Novice Guide to Understanding Bra-ket Notation

[JDude13]

I am new to qm and very new to bra-ket notation.
If you, as a physicist, saw this:
$$|\phi>=\Sigma(\sqrt{\Lambda_n}|x=x_n>)$$
what would you understand about the system it is describing?

 

[maverick_starstrider]

You shouldn't feel bad that notation is a little bit obtuse. Basically $$\vert \phi \rangle$$ is a wavefunction of some particle. You are then choosing to represent it in the $$x$$ eigenbasis. Essentially then all the information in $$\vert \phi \rangle$$ is then represented as the probability $$\Lambda_n$$ of the system being in the state given by $$\vert x_n \rangle$$. Since

$$\vert \langle x_0 \vert \phi \rangle \vert^2 = \Lambda_0$$

would be the probability of it being in state 0.

 

[JesseM]

To me that notation is a little weird, I don't think it's quite right to represent the probability amplitude as $$\sqrt{\Lambda_n}$$, since the amplitude is a complex number while the probability is a positive real...of course people often say that the probability is equal to the amplitude squared (JDude13 might take a look at [post=3250764]this post[/post] of mine for a quick explanation of this), but what they really mean is that the probability is equal to the amplitude multiplied by its own complex conjugate. And when you use vector decomposition to represent a quantum state vector as a weighted sum of eigenstates of some observable like position or momentum, the "weights" attached to each amplitude have to be complex amplitudes.

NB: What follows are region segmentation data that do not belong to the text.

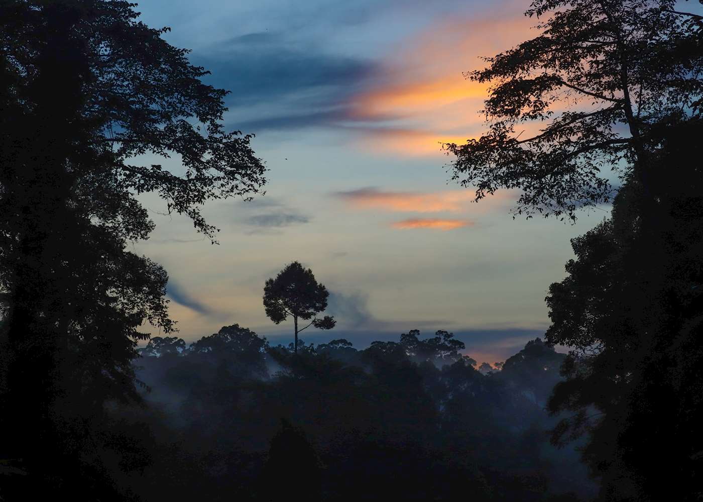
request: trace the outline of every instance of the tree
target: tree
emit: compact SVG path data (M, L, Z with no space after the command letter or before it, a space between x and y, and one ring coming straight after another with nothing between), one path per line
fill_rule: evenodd
M327 308L330 295L323 284L318 284L312 270L306 269L298 262L287 265L276 278L266 281L264 287L264 308L266 314L276 324L293 318L295 329L294 352L298 352L298 333L313 326L321 330L331 330L336 321L330 316L321 319L314 317ZM298 318L312 321L298 329Z
M547 297L546 339L572 347L548 403L568 412L553 441L587 435L583 457L605 500L699 498L702 135L702 121L673 127L654 159L659 224L643 225L630 181L612 217L572 240L576 259Z
M227 92L134 6L0 4L0 406L15 431L0 456L24 459L25 489L108 489L85 425L106 400L137 399L143 323L174 330L165 271L127 250L154 227L138 196L158 194L214 243L200 206L266 181L251 136L220 123ZM157 163L169 156L182 171Z
M655 206L648 160L662 126L703 108L703 17L675 4L533 1L527 15L549 16L538 25L541 34L466 74L492 84L483 110L489 130L446 146L456 157L453 179L475 184L477 200L521 190L516 214L575 219L579 207L612 200L603 171L614 169L633 172Z

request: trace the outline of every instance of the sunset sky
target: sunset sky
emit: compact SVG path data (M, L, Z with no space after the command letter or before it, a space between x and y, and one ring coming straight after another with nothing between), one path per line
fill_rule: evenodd
M527 1L151 0L137 10L191 49L229 89L230 129L254 133L270 169L251 202L209 204L219 245L145 199L157 230L134 250L162 264L179 335L238 323L272 343L292 322L265 316L264 283L298 260L330 292L332 331L357 348L418 328L453 331L467 352L501 361L548 326L544 297L565 275L575 225L515 219L517 195L472 202L450 179L441 142L480 134L485 85L463 72L536 35ZM165 162L177 169L177 160ZM155 333L154 334L157 334Z

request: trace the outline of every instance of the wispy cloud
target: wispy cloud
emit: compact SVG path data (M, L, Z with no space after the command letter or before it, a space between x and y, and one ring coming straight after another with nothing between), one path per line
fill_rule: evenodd
M468 219L442 219L439 218L411 218L392 224L394 229L434 229L435 230L453 230L464 226L473 226L474 222Z
M444 192L391 192L373 187L335 192L335 197L357 209L380 209L397 212L459 212L470 207L485 208L489 202L501 205L512 195L501 192L487 198L482 204L471 205L476 193L470 189L451 190Z
M409 37L402 49L379 65L374 84L351 97L350 117L378 126L368 129L362 146L437 155L442 143L462 143L479 135L489 86L466 79L465 72L483 67L482 56L534 36L529 31L534 20L520 16L520 9L515 13L512 19L502 13L446 18Z
M166 286L166 295L176 303L186 307L200 315L209 316L215 313L209 307L191 296L186 290L174 282L173 279L169 279Z
M310 218L302 214L276 212L269 214L254 214L247 219L246 223L254 226L280 228L295 224L309 223Z

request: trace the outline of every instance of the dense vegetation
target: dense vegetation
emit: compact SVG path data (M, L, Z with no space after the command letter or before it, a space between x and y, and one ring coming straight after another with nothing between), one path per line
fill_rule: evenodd
M122 482L146 500L593 496L577 453L549 444L565 354L537 339L484 374L463 348L446 331L363 350L301 340L297 356L237 325L189 347L153 338L136 361L147 407L115 410L150 438Z
M528 217L613 209L572 241L546 342L498 371L445 331L306 345L335 320L297 262L264 295L290 346L173 336L166 271L129 250L138 196L215 243L202 205L266 182L251 136L134 4L0 1L0 497L701 500L703 16L681 4L534 0L540 34L468 75L488 129L448 146L458 181Z

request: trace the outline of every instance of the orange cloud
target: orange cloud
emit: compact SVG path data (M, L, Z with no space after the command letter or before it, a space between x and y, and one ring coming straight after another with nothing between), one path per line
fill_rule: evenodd
M467 190L418 193L382 192L375 188L361 188L349 192L338 192L336 195L356 207L415 212L460 211L463 207L462 202L475 198L475 193Z
M507 204L508 201L512 201L515 198L514 194L503 191L478 204L472 204L472 201L476 198L476 193L465 188L422 193L385 192L369 188L337 192L335 195L359 209L380 209L403 212L458 212L466 211L470 207L486 208L490 201L498 202L501 205Z
M376 152L393 152L404 155L442 155L442 145L463 144L464 136L439 134L413 129L376 129L361 139L361 146Z
M436 218L412 218L396 221L392 226L394 229L436 229L453 230L463 226L473 226L474 222L467 219L439 219Z
M500 16L445 19L404 41L382 67L379 84L351 99L353 117L387 122L394 117L397 126L368 131L362 148L438 155L441 143L463 143L480 135L484 117L479 111L488 86L467 80L463 73L484 67L482 56L536 34L529 32L534 20L522 15L524 6L501 3Z

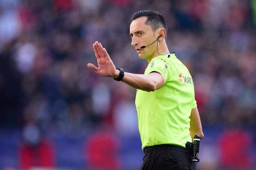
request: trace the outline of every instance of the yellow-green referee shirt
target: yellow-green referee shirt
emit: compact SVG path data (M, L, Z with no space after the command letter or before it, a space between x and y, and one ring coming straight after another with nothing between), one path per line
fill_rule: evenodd
M153 71L164 76L164 85L154 92L137 90L135 101L142 149L161 144L185 147L191 140L189 118L197 106L191 75L174 53L153 58L144 74Z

Since the amplitude associated with a given eigenvector $$\vert x_0 \rangle$$ is just $$\langle x_0 \vert \phi \rangle$$, I think a better notation would be $$\vert \phi \rangle =\Sigma(\langle x_n \vert \phi \rangle \vert x_n \rangle)$$

 

[JDude13]

Isnt that a mathematically null statement? Like saying 2=2.

 

[JesseM]

Isnt that a mathematically null statement? Like saying 2=2.

I don't follow, aren't all mathematical statements inevitable given whatever axioms you're using? I don't think it's trivially obvious that any state vector can be expressed as a weighted sum of the eigenvectors of one or more observables.

 

[CondMattGuy]

Strictly speaking, $$| \phi \rangle$$ isn't a "wavefunction." It's a state or vector in an abstract vector space. The quantity $$\langle \vec{r} | \phi \rangle$$ is the position-space wavefunction $$\phi ( \vec{r} )$$ you're thinking of.